Vi mais de uma manchete de portal brasileiro dizendo que A Pequena Sereia fracassou nas bilheterias, que foi uma verdadeira decepção. Verdade que a Disney esperava mais, mas as empresas capitalistas sempre querem o máximo de lucro, então, essa decepção é sempre esperada, a não ser que aconteça um daqueles sucessos de pura sorte. Enfim, uma dessas matérias dizia que Velozes & Furiosos 10 atropelou A Pequena Sereia. Fui checar as bilheterias.
Velozes & Furiosos, que é um fenômeno no Brasil, foi o primeiro colocado na sua semana de estreia, mas perdeu para A Pequena Sereia quando o filme da Disney entrou em cartaz, fora, claro, que são filmes para públicos distintos (*não é produto infantil, tem menos apelo para o público feminino em geral*) e o filme dos carrinhos tem um fandom muito grande no Brasil, este último, inclusive, tem a participação da cantora brasileira Ludmilla. Um chamado a mais para o filme, concordam? Por qual motivo, então, alardear o fracasso inexistente?
No Brasil, parece que o ódio propagado pelo esgoto da internet contra A Pequena Sereia contaminou os grandes portais e críticos de cinema. Mesmo analistas vistos como sérios parecem particularmente sem paciência para analisar o filme e ver que ele é um mais do mesmo bem arrumadinho dentro das adaptações do estúdio e não um material ruim. Parece haver uma torcida pelo fracasso do filme que só pode ser creditado a um racismo mal disfarçado, a Ariel negra parece estar no centro de um boicote, ainda que ele pareça muito maior nos discursos do que na prática, vide as bilheterias.

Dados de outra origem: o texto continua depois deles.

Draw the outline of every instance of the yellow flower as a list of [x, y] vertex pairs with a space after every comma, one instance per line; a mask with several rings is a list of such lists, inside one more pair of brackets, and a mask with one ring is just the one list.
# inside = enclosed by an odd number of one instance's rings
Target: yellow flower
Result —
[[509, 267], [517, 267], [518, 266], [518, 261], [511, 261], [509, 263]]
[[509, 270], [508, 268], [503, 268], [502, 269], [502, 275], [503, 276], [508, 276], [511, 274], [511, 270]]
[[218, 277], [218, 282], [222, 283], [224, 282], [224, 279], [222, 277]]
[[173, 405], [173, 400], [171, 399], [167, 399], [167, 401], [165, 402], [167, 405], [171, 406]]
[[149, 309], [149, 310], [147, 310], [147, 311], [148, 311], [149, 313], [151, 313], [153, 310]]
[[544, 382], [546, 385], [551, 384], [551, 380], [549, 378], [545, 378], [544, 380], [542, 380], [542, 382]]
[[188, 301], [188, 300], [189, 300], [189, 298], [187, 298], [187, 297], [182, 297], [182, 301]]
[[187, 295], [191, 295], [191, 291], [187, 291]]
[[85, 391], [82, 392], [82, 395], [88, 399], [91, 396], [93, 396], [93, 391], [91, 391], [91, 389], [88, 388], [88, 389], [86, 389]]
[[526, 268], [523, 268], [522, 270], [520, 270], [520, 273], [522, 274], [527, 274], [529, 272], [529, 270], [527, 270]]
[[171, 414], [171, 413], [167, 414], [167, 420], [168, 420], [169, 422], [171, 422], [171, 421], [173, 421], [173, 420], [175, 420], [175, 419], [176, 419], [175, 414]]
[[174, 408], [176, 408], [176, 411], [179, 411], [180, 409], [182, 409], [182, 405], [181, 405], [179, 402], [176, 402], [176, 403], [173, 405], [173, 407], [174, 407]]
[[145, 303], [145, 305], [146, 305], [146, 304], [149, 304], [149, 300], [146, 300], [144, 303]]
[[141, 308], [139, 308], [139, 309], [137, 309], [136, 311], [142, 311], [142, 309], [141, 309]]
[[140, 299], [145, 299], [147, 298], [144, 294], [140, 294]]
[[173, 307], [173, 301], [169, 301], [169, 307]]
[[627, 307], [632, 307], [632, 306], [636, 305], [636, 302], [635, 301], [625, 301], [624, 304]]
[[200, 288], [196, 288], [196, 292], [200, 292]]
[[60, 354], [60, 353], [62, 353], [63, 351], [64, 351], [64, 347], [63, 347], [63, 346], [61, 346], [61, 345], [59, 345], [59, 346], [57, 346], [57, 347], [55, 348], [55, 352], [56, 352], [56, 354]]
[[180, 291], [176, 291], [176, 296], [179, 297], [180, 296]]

Meu impulso para escrever este texto veio de um a matéria no UOL (A Pequena Sereia: Explicamos o final do remake em live-action da Disney), na qual li uns comentários realmente ensandecidos e que, curiosamente, não estão mais lá. Só explicando, e não considero um spoiler, afinal, é coisa com mais de trinta anos, na animação original, o filme termina com o casamento de Eric e Ariel e a ideia do "e viveram felizes para sempre" com a sereiazinha abrindo mão de sua identidade, família, raízes, como normalmente era exigido das princesas de contos de fada e da vida real. Este desfecho tradicional era absolutamente diferente do original de Hans Christian Andersen, que terminava com a morte da heroína, cruelmente abandonada por seu príncipe que nunca fizera caso de seus sentimentos, mas não lembro de grandes escândalos sobre isso.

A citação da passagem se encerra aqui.